I don’t know why God didn’t put his spirit into a cloud or a raindrop or a shock of golden electricity. He would have done better up there, looking down on us. That’s what he was made for. He should be dancing in the sky, among the storm’s spirits, not down here in the middle of this horrid mess of poverty.
I’ve stolen once or twice. I’ve felt the weight of a gold watch in my pocket, a guilty weight that pressed on my soul and made me question exactly how strong I was. I’ve handed the watch over to a dealer and felt that hot crawling thing called guilt in my heart as I took a fraction of the money that the watch must have been worth. I’ve tasted how bitter a chocolate bar can be if it is attained illegally. I’ve done it. All of it. But my brother – he would never think of it. It has never crossed his mind, because his mind isn’t down here with us. It’s up in the clouds, gliding on the wind, inhaling wet, stormy air, wrapping itself in fresh sheets of rain. His mind is free.
Through the cracked and warped glass I watch him. That silly fool twirls on a toe, carves a divot into the churned earth, tilts his pale face up to the silver sky, hair thrown back and plastered to his neck, and laughs. A fork of lightning is thrown from the clouds and his blue eyes gleam like wet jewels. He looks crazy, maniacal, but so damn happy that I almost want to bound out there with him and twirl around like a crazy fool too. I want a part of what he has, what that storm can give him.

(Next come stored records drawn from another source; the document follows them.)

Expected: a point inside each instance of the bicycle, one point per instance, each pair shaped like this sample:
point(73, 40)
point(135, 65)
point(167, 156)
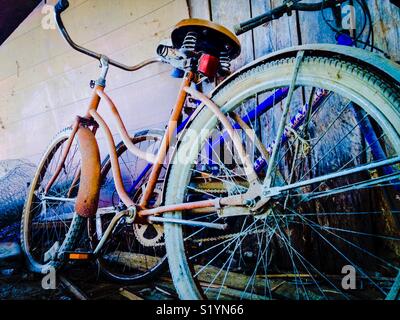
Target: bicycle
point(229, 185)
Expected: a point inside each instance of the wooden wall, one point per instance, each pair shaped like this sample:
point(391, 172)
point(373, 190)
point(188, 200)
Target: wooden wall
point(283, 33)
point(44, 83)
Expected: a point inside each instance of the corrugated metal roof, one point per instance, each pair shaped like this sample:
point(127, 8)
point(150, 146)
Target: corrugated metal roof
point(12, 13)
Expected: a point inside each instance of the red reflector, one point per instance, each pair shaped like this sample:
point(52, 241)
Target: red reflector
point(78, 256)
point(208, 65)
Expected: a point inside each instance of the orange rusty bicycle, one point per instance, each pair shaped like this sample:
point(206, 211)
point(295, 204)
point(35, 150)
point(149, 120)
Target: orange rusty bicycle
point(270, 170)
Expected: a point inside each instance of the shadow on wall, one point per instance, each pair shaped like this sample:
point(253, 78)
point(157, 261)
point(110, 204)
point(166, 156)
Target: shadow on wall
point(15, 176)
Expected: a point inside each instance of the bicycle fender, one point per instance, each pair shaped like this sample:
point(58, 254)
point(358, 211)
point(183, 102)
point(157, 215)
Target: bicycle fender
point(89, 184)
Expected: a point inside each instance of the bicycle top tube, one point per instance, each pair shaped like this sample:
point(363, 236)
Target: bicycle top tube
point(60, 7)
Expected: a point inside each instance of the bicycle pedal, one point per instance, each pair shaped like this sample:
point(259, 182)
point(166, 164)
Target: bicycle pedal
point(79, 256)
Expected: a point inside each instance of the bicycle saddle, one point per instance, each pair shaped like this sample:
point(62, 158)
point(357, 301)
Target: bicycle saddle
point(205, 36)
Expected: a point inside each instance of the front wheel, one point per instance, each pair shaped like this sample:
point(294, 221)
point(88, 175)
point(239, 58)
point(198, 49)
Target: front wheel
point(49, 224)
point(341, 117)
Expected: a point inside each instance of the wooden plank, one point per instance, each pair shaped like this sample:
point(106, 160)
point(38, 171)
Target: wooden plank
point(139, 107)
point(49, 85)
point(73, 289)
point(228, 13)
point(86, 23)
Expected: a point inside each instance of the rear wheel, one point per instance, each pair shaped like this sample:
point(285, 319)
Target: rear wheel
point(302, 240)
point(133, 253)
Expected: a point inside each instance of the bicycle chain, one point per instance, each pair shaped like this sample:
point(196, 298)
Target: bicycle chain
point(155, 243)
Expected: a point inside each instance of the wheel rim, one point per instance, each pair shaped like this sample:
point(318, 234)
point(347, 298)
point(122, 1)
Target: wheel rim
point(188, 287)
point(46, 222)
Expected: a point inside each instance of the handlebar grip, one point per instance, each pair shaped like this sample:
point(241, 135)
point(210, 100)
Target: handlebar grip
point(238, 29)
point(61, 6)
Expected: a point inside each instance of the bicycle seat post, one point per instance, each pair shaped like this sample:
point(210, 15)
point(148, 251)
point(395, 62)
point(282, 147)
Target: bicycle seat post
point(104, 64)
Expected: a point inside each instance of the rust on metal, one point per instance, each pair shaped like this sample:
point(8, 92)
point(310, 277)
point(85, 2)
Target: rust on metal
point(63, 156)
point(149, 157)
point(172, 124)
point(119, 186)
point(89, 185)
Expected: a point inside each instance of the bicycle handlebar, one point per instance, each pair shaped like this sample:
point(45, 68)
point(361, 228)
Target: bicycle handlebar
point(60, 7)
point(278, 12)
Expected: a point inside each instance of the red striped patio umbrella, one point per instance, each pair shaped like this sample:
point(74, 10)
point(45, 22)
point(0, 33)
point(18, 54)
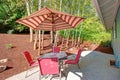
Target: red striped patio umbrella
point(50, 20)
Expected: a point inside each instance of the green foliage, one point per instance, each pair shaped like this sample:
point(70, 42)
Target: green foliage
point(90, 30)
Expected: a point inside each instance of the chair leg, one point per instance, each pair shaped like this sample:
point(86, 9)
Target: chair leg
point(39, 76)
point(60, 74)
point(78, 65)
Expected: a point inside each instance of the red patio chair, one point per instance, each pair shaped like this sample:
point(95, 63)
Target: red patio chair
point(56, 49)
point(31, 62)
point(49, 66)
point(76, 60)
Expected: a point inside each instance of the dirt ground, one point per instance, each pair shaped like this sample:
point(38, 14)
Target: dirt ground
point(21, 43)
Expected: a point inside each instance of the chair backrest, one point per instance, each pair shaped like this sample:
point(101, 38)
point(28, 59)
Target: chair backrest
point(56, 49)
point(48, 66)
point(78, 55)
point(28, 57)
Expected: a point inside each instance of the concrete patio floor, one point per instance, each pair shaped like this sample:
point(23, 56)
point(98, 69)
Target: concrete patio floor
point(94, 65)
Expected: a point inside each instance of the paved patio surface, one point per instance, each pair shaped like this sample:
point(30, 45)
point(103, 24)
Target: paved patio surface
point(94, 65)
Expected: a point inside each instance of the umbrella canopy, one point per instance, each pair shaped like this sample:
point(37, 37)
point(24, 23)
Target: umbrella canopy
point(50, 20)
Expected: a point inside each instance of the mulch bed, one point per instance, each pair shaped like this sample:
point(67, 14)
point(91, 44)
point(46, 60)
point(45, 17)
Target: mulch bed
point(20, 43)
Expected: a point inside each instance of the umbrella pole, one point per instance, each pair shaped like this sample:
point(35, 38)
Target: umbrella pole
point(53, 38)
point(39, 50)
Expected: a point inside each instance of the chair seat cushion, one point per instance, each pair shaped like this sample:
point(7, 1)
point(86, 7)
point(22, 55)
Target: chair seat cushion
point(70, 62)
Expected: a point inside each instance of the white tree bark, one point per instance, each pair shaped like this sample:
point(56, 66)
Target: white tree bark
point(29, 11)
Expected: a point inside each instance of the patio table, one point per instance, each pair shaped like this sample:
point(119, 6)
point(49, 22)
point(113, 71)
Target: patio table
point(61, 56)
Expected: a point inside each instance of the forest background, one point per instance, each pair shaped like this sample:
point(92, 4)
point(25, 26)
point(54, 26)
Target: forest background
point(91, 29)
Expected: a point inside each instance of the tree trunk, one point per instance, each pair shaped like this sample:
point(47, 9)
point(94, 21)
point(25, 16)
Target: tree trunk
point(29, 11)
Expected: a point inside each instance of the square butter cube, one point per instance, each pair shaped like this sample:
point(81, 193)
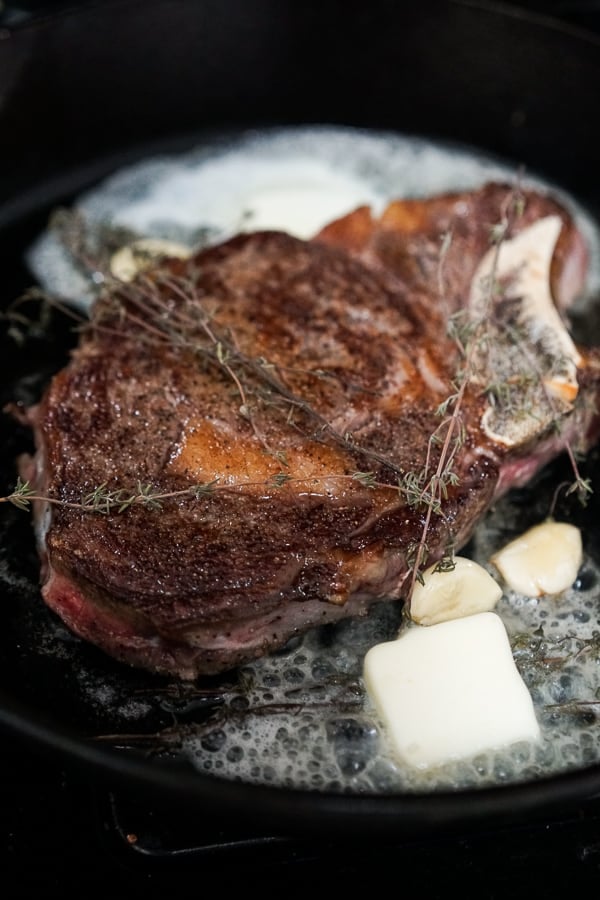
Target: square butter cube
point(448, 691)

He’s bathing in it, I think. The rain is washing away the unhappiness of his life and making him new again. He’ll come in sopping wet, and our mother will tell him to shower, but he already has. His soul has been cleansed by the downpour.
I’m not exactly sure what storms do for him, but I think they take him away. For most, that isn’t a good thing, but for my brother? He needs the break. The crashing thunder and rolling rain give him hope. He knows that soon the sun will be out, caressing his face, brushing his cheeks, dazzling his jewel eyes. He can already see the closest star just behind the roiling chaos in the sky. He knows that no matter how bad a storm gets, how many trees the wind uproots, he will see the sun before too long.
That’s the happiness that my brother has to cling
to. That’s what keeps him going. And for that, I’m grateful.